Monorepos and the Fallacy of Scale


published Jan 08, 2019

In a recent blog post entitled "Monorepos: Please don't," Matt Klein discusses the pros and cons - as it turns out, mostly cons in his view - of monorepos. The long and short of it is that he thinks that they are not a good fit for most teams. After thinking about this question for a few years I have come to the opposite conclusion.

In this reply I will focus on where I think Matt's argument goes off the rails. Monorepos really are a good choice for many, many teams. Hopefully the reasons laid out below can help you find a good repository layout. But most of all I hope to show that critical thinking about context and scale is the best tool available for making this choice for your organization.

The benefits of monorepos

In the beginning was the... initial commit. New companies usually start out with a single empty git repository. As the project grows bigger, the question invariably comes up whether it makes sense to separate out part of the codebase - a component of the system or a modular piece of functionality - into a second repository. When we talk about monorepos, we mean the principled choice not to do that, i.e. not to split up repositories. In companies adhering to this practice, all the code written by employees is stored in a single monolithic repository.

Proponents of monorepos (among whom I count myself) claim that by keeping everything in one place and by removing artificial barriers, monorepos encourage code sharing and simplify development and tooling. In his post, Matt argues that these benefits are illusionary. Second, he argues that, far from helping, monorepos actually lead to tight coupling of components.
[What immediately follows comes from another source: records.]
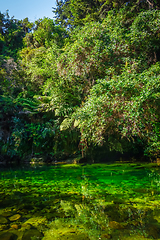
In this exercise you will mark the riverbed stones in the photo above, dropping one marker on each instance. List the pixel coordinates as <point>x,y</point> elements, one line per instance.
<point>14,226</point>
<point>15,217</point>
<point>8,236</point>
<point>32,234</point>
<point>36,221</point>
<point>3,220</point>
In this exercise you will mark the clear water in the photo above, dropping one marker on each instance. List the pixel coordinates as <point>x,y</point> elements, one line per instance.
<point>99,201</point>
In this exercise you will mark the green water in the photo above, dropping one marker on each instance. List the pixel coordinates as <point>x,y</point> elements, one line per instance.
<point>99,201</point>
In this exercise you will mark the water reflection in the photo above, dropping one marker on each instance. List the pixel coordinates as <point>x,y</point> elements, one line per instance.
<point>81,202</point>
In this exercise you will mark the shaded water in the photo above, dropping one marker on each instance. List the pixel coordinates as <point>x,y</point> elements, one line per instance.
<point>99,201</point>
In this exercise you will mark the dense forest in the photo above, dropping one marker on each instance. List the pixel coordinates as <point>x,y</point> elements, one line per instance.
<point>84,84</point>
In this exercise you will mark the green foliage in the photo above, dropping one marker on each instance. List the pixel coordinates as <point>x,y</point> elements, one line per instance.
<point>95,86</point>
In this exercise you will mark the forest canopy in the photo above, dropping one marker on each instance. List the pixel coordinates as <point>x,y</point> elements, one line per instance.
<point>86,83</point>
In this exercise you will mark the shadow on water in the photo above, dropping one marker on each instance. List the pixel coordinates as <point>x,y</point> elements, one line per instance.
<point>99,201</point>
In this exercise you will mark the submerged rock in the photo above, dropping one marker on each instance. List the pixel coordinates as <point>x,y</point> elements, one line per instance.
<point>32,233</point>
<point>15,217</point>
<point>3,220</point>
<point>115,225</point>
<point>8,236</point>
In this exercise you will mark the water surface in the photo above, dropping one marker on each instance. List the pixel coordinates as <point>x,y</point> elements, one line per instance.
<point>99,201</point>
I'll start with the first point and discuss the point about coupling further down.

Does the practice of keeping all code together in one place lead to better code sharing? In my experience that's clearly the case. The monorepofication efforts I've initiated at multiple organizations with split repositories in each case produced innumerable benefits. Some results were explicit goals, like better greppability, ease of refactoring and a unified consistent snapshot of the project. Other synergies materialized in unexpected ways, like surprising opportunities for code reuse or intractable infrastructure problems straddling repo boundaries reduced to a few pragmatic lines of bash.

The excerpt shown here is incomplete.